The CLIMEX software develops an eco-physiological model based on the assumption that species will flourish during a favourable season, resulting in positive population growth, and that the population will decline during unfavourable seasons (Taylor et al., 2012). An annual growth index can be generated based on the current distributions and climatic conditions, and the growth index then gives the potential for mosquito population growth or decline during favourable and unfavourable conditions, respectively. Four stress indices (i.e. cold, wet, hot, and dry) and up to four interaction stresses (i.e. hot-dry, hot-wet, cold-dry, and cold-wet) are used to describe the probability that the population can survive unfavourable conditions. The weekly growth and stress indices are combined to form the ecoclimatic index (EI), which is an index of overall annual climatic suitability theoretically scaled from 0 to 100 (Sutherst et al., 2007; Taylor et al., 2012). The modelled species will only become established if EI>0. EI values near 100 (maximum) are rare, as this condition is usually confined to species within an equatorial range, given that this value would imply ideal growth conditions throughout the year (Sutherst et al., 2007; Taylor et al., 2012; Shabani et al., 2012; Khormi and Kumar, 2014). EI values near zero indicate a low probability of conditions conducive to population persistence in time and space.
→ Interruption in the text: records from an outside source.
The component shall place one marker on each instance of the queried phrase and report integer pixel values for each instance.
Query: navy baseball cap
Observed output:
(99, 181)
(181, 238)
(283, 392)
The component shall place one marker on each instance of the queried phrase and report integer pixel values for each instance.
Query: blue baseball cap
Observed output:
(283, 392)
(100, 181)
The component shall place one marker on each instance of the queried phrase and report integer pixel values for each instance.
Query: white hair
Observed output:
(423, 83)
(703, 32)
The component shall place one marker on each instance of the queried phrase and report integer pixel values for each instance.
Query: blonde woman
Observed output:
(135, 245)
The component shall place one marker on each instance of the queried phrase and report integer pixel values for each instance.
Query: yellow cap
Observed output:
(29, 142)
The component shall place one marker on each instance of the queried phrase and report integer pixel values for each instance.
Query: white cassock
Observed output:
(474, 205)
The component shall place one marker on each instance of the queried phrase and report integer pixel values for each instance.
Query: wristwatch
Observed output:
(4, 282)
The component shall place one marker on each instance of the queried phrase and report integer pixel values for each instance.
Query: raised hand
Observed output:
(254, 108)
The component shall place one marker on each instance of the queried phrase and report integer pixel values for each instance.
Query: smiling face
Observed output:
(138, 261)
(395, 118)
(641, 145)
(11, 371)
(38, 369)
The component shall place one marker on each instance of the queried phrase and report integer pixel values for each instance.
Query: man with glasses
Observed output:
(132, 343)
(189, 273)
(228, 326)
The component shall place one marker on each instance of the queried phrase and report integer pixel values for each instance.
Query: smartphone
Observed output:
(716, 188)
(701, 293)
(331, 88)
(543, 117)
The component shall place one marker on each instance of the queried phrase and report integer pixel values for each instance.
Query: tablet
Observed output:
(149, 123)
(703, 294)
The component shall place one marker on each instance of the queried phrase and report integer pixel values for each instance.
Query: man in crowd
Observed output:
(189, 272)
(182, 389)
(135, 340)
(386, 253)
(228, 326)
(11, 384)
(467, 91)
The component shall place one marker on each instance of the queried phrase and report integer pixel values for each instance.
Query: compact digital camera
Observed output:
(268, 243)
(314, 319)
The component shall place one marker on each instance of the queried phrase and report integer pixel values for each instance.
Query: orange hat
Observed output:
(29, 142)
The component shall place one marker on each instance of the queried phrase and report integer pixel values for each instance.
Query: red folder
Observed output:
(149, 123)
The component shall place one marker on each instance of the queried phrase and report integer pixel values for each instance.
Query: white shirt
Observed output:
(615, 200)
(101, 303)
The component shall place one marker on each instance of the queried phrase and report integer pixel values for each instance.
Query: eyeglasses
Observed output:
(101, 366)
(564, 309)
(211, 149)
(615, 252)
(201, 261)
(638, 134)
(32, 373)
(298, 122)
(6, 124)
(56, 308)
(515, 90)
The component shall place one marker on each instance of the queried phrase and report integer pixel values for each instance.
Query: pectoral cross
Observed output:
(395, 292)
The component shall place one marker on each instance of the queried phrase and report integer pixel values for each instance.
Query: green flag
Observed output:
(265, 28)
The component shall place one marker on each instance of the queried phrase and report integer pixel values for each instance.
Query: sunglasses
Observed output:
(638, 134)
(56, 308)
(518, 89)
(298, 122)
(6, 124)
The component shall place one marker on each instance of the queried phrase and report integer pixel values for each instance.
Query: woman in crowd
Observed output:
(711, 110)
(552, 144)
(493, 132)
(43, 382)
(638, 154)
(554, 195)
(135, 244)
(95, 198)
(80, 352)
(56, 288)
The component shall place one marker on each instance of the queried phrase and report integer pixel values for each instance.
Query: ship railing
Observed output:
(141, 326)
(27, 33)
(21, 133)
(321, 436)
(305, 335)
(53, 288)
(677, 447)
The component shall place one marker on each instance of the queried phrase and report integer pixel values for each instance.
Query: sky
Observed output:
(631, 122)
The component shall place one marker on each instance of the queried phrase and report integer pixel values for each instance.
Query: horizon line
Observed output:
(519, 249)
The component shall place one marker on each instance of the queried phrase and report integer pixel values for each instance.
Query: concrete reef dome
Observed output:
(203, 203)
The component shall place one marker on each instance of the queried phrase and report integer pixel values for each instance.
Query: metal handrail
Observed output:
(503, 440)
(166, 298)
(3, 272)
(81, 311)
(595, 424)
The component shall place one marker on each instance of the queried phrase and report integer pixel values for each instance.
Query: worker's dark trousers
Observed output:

Climate models, climate data, and climate change scenarios

Numerous climate models exist for characterising a future climate (IPCC, 2007). For this study, we used the MIROC-H model, which predicts that global temperatures will have increased by approximately 4.31ºC by the year 2100 and that the mean annual rainfall will have decreased by 1% (Suppiah et al., 2007; Chiew et al., 2009). This climate model was selected since it has reasonably small horizontal grid spacing and because it performs well compared with models based on the observed climate at regional scales (Taylor et al., 2012). The temperature, precipitation, mean sea level pressure and specific humidity variables were also available in the CliMond dataset (https://www.climond. org/) for this model (Kriticos et al., 2011). The SRES model was not only selected to characterise one of the possible climate scenarios in the future, but also because its projections are neither too extreme nor too moderate. The SRES scenarios consider a world with high population growth, slow economic development and technological change (Kriticos et al., 2011). They assume neither maximal nor minimal greenhouse gas emissions.
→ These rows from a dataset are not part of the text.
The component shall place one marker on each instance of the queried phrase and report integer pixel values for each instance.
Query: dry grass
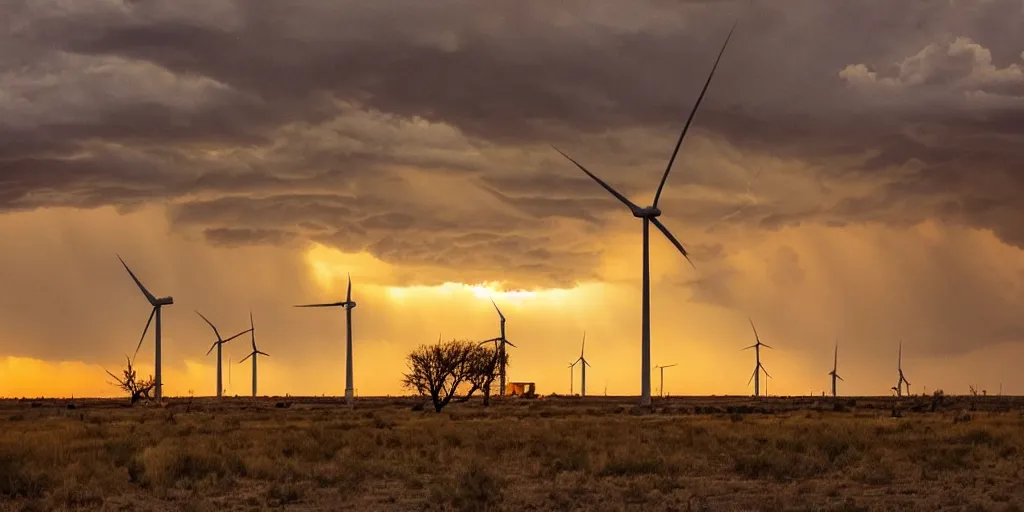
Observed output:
(553, 454)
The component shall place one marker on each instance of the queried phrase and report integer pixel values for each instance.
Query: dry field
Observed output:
(547, 454)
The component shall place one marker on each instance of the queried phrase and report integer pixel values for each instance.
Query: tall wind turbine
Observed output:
(348, 304)
(157, 304)
(902, 380)
(571, 377)
(758, 367)
(835, 368)
(583, 367)
(502, 341)
(660, 387)
(255, 352)
(649, 216)
(218, 344)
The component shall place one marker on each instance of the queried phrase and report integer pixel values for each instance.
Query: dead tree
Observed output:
(437, 371)
(128, 383)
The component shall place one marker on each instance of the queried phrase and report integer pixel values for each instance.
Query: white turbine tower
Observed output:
(502, 341)
(157, 304)
(758, 368)
(834, 373)
(348, 304)
(255, 352)
(660, 388)
(649, 216)
(218, 344)
(583, 367)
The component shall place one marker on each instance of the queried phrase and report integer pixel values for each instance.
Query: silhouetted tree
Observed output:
(439, 371)
(135, 389)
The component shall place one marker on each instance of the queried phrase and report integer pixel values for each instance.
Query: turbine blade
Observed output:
(693, 113)
(668, 235)
(148, 296)
(497, 309)
(632, 206)
(756, 337)
(236, 336)
(141, 339)
(210, 324)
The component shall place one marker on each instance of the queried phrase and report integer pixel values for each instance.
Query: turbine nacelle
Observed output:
(648, 212)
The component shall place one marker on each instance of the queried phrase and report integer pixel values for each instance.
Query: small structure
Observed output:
(524, 389)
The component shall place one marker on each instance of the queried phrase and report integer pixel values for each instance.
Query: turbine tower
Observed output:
(583, 367)
(255, 352)
(758, 367)
(649, 216)
(902, 380)
(218, 344)
(571, 377)
(660, 388)
(157, 304)
(348, 304)
(502, 341)
(835, 368)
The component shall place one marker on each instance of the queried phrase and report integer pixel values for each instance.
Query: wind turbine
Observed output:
(649, 216)
(157, 304)
(348, 304)
(252, 329)
(571, 377)
(835, 368)
(660, 388)
(902, 380)
(218, 344)
(583, 367)
(502, 341)
(758, 367)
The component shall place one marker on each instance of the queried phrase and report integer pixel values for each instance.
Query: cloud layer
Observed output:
(421, 135)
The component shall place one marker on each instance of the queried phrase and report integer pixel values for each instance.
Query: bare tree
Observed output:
(133, 387)
(438, 371)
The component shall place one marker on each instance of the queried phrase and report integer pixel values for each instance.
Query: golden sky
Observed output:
(843, 180)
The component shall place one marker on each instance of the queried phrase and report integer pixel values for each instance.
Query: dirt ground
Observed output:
(544, 454)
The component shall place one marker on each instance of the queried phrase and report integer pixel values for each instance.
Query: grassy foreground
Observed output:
(550, 454)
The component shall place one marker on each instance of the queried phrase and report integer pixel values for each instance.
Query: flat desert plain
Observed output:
(923, 453)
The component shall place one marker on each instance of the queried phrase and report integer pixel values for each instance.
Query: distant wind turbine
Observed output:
(218, 344)
(157, 304)
(835, 369)
(902, 380)
(649, 216)
(758, 368)
(660, 387)
(502, 341)
(348, 304)
(255, 352)
(583, 367)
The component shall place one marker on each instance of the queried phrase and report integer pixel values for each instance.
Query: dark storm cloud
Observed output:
(262, 121)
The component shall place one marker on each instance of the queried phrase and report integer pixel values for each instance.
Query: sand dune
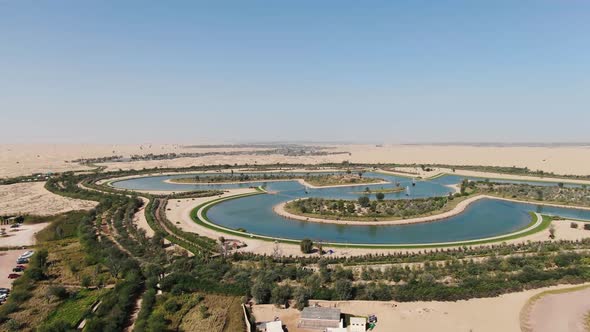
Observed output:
(482, 315)
(33, 198)
(26, 159)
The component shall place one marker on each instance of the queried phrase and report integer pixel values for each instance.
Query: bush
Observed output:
(306, 246)
(203, 310)
(261, 291)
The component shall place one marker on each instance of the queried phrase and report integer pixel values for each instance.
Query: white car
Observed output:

The CliMond 10’ gridded climate data were used for modelling. The average minimum monthly temperature, average maximum monthly temperature, average monthly precipitation, and relative humidity at 09:00 h (RH09) and 15:00 h (RH15) represent the historical climate (averaging period 1950-2000). These five variables were used to characterise the potential climate of the future. We selected the two project dates (2050 and 2100) as providing a reasonable snapshot of the foreseeable future; one is in the near future; ≈37 years from now and one much later; ≈88 years from now.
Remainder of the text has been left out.